Noses and cir­cu­la­to­ry sys­tems — of sorts. These lit­tle guys are pos­i­tive­ly intri­cate. It’s nice to have them at my table.

Biol­o­gist Lynn Mar­gulis has sug­gest­ed that the com­men­sal rela­tion­ship between me and my E. coli is the stuff of evo­lu­tion. Rela­tion­ships that begin as com­men­sal may become sym­bi­ot­ic, and even­tu­al­ly two col­lab­o­rat­ing crea­tures can become inte­gral com­po­nents of a new self. If evo­lu­tion con­tin­ues for anoth­er few mil­lion years, says Mar­gulis, the bac­te­ria pro­duc­ing vit­a­mins in our intestines may become part of our own cells.

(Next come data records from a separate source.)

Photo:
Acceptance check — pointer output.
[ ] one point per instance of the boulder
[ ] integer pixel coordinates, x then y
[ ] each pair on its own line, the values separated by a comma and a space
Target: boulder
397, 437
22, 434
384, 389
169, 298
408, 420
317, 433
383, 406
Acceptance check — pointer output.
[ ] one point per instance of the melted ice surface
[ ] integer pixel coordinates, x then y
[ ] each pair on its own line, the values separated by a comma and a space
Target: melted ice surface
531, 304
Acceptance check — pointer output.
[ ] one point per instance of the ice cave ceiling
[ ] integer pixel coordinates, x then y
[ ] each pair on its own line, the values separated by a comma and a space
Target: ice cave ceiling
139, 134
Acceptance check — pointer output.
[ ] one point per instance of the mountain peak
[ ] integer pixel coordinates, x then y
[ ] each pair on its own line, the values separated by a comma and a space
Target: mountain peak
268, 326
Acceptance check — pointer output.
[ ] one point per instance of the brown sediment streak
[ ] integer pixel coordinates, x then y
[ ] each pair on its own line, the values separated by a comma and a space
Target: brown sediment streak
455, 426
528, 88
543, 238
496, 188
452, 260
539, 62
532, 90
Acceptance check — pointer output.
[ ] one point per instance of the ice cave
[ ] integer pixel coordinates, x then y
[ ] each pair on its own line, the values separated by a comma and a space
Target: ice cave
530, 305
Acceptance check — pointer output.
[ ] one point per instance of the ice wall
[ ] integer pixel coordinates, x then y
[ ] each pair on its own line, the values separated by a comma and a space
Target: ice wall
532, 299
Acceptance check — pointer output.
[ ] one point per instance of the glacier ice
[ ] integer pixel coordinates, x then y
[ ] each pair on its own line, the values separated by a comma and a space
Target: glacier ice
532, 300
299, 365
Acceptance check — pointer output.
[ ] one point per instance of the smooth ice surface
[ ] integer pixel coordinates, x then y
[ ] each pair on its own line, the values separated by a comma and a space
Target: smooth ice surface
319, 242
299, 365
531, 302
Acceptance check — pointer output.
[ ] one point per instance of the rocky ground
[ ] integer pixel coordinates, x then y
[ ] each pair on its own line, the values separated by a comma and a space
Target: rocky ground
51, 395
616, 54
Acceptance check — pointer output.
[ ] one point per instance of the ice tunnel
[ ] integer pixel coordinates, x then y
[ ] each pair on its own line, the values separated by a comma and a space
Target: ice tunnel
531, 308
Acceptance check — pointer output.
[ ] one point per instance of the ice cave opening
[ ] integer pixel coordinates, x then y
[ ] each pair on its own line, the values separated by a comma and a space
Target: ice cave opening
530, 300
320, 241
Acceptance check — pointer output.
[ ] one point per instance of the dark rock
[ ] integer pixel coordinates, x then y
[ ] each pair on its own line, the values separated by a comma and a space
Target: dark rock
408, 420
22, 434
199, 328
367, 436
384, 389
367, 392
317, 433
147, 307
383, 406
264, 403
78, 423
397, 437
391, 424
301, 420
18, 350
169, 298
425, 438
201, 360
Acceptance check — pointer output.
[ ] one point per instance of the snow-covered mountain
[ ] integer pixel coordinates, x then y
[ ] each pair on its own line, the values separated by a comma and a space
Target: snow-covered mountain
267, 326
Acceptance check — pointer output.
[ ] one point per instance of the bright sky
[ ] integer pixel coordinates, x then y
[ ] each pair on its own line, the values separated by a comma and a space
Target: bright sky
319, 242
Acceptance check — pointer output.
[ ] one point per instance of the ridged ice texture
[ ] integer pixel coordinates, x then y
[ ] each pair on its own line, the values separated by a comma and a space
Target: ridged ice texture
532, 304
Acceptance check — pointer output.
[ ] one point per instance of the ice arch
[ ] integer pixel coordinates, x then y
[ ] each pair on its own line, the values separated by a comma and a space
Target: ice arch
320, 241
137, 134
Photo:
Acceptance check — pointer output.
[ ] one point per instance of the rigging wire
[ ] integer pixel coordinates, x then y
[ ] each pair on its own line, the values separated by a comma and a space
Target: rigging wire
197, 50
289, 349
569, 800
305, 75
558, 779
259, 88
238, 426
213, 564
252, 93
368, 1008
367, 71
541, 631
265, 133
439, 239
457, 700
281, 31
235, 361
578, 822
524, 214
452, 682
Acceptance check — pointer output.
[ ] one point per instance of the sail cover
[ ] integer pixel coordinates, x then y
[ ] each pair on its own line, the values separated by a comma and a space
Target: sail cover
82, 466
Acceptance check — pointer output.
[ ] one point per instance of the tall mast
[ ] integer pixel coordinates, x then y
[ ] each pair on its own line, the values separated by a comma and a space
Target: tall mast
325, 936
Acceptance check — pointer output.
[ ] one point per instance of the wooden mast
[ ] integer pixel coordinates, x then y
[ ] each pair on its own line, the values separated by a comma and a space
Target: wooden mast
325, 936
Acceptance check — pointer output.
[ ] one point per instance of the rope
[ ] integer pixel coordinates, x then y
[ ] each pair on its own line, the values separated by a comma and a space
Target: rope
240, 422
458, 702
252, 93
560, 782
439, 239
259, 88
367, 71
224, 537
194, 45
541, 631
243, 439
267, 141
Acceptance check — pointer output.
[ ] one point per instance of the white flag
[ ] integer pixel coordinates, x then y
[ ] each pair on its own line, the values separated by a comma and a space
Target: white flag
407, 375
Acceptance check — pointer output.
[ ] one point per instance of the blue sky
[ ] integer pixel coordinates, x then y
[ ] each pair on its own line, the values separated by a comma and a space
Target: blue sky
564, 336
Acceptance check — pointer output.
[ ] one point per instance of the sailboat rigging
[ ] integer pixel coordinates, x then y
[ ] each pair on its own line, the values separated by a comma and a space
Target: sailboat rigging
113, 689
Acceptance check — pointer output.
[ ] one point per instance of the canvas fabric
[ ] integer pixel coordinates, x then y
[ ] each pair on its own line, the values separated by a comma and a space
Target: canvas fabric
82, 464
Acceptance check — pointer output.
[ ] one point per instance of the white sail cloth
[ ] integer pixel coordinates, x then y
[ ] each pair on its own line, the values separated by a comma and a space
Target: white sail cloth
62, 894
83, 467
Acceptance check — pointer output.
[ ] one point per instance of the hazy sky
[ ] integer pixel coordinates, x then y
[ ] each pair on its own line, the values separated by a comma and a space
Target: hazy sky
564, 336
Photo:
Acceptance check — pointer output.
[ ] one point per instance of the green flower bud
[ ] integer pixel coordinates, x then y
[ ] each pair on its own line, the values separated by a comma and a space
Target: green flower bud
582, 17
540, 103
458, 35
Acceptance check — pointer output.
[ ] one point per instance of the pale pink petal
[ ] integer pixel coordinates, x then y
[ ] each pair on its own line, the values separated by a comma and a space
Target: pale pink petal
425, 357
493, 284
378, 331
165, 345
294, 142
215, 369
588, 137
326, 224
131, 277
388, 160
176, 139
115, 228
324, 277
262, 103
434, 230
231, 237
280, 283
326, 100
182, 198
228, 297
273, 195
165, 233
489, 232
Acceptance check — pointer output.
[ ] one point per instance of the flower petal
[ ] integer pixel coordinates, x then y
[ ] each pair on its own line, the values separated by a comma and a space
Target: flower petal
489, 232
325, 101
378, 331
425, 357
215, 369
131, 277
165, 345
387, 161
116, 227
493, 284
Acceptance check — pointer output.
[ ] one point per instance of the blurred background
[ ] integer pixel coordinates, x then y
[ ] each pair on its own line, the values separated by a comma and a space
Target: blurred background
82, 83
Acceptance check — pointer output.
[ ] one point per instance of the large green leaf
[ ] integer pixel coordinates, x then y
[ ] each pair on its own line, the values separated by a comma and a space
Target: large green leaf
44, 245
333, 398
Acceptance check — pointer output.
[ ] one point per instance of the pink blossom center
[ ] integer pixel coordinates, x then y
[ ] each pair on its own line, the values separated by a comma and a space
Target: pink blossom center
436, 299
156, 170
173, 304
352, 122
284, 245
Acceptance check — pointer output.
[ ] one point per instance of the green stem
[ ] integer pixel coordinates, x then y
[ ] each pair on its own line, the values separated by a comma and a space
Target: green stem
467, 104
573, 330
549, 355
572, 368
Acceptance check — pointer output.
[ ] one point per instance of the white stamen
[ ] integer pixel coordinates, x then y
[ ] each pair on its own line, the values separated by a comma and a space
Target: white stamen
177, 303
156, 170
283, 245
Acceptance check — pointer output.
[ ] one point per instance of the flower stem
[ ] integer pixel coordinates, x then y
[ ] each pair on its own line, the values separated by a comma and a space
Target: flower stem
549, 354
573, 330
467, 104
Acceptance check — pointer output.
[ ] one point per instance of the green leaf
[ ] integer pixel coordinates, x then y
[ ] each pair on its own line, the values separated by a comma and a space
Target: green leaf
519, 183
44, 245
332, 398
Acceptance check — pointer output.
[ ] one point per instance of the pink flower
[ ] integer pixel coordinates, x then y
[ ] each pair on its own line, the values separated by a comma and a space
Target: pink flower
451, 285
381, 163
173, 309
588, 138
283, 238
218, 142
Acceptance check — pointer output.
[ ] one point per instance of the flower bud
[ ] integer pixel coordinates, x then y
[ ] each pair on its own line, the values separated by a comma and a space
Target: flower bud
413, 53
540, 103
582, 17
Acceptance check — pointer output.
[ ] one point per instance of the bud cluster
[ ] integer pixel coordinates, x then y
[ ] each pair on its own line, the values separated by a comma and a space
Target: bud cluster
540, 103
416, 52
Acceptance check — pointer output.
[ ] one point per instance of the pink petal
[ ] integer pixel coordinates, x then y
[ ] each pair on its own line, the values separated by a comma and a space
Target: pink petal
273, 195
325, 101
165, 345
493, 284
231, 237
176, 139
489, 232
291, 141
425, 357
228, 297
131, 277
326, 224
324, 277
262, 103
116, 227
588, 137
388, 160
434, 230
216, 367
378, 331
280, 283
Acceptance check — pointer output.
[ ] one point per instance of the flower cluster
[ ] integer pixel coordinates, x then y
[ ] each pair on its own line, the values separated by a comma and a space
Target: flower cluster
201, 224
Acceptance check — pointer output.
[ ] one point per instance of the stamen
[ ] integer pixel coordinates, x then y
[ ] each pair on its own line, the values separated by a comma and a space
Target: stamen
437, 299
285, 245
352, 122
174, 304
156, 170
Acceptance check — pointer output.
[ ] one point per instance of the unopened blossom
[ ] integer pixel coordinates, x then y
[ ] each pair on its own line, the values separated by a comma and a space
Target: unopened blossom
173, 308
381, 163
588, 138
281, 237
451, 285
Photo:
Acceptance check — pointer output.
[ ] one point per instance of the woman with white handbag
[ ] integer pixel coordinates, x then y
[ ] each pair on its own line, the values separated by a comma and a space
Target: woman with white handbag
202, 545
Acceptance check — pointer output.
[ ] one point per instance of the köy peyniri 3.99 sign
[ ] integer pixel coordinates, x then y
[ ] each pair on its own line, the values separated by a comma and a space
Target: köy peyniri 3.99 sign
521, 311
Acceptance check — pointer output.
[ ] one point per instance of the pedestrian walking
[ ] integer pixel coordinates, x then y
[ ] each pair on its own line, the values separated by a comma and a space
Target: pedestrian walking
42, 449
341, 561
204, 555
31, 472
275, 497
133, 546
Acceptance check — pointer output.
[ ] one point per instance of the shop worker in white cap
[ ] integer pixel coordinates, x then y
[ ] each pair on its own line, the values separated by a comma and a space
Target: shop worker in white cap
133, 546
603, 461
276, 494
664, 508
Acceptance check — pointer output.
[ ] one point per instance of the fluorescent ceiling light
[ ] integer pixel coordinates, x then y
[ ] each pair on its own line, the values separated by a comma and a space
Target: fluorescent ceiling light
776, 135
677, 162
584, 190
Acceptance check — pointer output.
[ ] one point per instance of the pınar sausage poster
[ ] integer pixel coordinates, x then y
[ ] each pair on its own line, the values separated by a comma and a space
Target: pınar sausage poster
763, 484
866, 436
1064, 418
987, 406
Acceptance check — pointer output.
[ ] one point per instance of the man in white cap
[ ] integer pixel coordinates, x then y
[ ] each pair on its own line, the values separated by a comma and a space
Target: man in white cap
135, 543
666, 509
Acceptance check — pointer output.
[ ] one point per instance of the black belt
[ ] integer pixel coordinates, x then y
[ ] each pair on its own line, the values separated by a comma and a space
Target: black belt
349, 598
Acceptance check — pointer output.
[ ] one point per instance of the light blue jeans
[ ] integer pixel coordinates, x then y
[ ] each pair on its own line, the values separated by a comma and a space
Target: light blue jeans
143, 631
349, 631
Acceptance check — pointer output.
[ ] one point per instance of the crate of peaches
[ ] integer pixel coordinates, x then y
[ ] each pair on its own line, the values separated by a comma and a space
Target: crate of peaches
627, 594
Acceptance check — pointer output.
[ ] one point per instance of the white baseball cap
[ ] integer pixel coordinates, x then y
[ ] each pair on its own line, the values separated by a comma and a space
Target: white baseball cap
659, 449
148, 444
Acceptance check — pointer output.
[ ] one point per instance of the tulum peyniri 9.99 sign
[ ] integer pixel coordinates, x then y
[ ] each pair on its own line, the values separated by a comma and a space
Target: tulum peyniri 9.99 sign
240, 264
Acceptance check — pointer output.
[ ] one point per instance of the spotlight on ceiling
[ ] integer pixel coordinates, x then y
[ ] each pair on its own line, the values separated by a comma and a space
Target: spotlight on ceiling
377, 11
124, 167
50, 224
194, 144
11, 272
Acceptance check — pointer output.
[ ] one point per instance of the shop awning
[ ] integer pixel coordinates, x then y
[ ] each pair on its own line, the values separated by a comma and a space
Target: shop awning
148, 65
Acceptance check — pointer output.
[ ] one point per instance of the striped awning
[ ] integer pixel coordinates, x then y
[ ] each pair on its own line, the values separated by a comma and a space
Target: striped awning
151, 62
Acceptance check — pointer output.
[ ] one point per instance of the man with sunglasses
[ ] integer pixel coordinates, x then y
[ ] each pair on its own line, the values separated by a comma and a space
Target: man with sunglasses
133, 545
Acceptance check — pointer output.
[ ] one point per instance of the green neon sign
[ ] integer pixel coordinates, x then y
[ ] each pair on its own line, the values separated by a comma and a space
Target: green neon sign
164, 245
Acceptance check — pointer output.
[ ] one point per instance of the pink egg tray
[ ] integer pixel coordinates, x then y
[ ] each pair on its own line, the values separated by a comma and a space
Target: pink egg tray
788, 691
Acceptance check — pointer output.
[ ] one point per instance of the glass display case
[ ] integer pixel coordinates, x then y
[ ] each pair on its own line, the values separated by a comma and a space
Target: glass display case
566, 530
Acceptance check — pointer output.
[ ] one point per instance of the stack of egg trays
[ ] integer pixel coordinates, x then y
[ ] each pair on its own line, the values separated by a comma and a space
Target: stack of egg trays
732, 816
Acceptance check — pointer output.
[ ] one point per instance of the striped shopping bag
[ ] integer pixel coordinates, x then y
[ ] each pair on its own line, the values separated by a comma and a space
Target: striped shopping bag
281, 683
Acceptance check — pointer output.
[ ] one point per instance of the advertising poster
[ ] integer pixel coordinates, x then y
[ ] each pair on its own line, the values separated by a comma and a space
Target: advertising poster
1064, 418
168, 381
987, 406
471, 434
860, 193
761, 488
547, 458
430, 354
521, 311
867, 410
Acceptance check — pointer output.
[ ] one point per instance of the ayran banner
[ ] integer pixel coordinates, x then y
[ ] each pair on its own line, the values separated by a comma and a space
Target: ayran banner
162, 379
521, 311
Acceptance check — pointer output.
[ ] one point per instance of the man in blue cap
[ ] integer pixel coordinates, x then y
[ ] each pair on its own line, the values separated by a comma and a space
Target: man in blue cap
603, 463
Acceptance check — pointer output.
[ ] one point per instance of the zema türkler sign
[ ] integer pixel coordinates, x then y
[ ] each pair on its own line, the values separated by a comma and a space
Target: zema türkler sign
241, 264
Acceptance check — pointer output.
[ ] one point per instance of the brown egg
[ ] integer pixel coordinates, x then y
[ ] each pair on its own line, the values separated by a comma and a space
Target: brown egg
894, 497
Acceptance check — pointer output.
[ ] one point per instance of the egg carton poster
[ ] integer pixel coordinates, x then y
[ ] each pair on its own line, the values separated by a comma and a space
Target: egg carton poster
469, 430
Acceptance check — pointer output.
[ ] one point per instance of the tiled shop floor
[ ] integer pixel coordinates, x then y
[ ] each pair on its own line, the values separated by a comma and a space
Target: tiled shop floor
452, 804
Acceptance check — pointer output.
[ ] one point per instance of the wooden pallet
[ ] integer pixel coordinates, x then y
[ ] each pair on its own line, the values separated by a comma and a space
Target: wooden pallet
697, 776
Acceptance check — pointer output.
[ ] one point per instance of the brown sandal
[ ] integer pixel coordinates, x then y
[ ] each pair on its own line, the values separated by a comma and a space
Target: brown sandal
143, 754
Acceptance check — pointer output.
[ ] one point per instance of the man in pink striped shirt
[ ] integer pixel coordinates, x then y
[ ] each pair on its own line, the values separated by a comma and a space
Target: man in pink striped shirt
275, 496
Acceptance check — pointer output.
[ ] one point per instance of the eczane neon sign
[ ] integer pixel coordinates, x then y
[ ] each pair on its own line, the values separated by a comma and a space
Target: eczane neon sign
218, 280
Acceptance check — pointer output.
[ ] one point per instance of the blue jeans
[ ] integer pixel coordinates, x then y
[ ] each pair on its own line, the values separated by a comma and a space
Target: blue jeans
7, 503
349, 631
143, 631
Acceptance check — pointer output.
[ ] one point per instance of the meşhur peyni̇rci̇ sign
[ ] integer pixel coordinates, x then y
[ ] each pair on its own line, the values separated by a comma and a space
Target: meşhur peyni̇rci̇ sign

An aggre­gate of spe­cial­ized cells may become an organ.

It is not pre­pos­ter­ous to pos­tu­late,” she says, “that the very con­scious­ness that enables us to probe the work­ings of our cells may have been born of the con­cert­ed capac­i­ties of mil­lions of microbes that evolved sym­bi­ot­i­cal­ly to become the human brain.”

Accord­ing to Mar­gulis, this kind of cre­ative sym­bio­sis has been a dri­ving force of evolution.

If she is right, then our entire bod­ies are col­lec­tive soci­eties of bac­te­ria that over hun­dreds of mil­lions of years pooled their DNA and lost the capac­i­ty to live on their own. Who knows, maybe our human noses had their ori­gin in pha­lanx­es of bac­te­ria with “polar chemore­cep­tor com­plex­es” — noses — sniff­ing togeth­er for greater efficiency.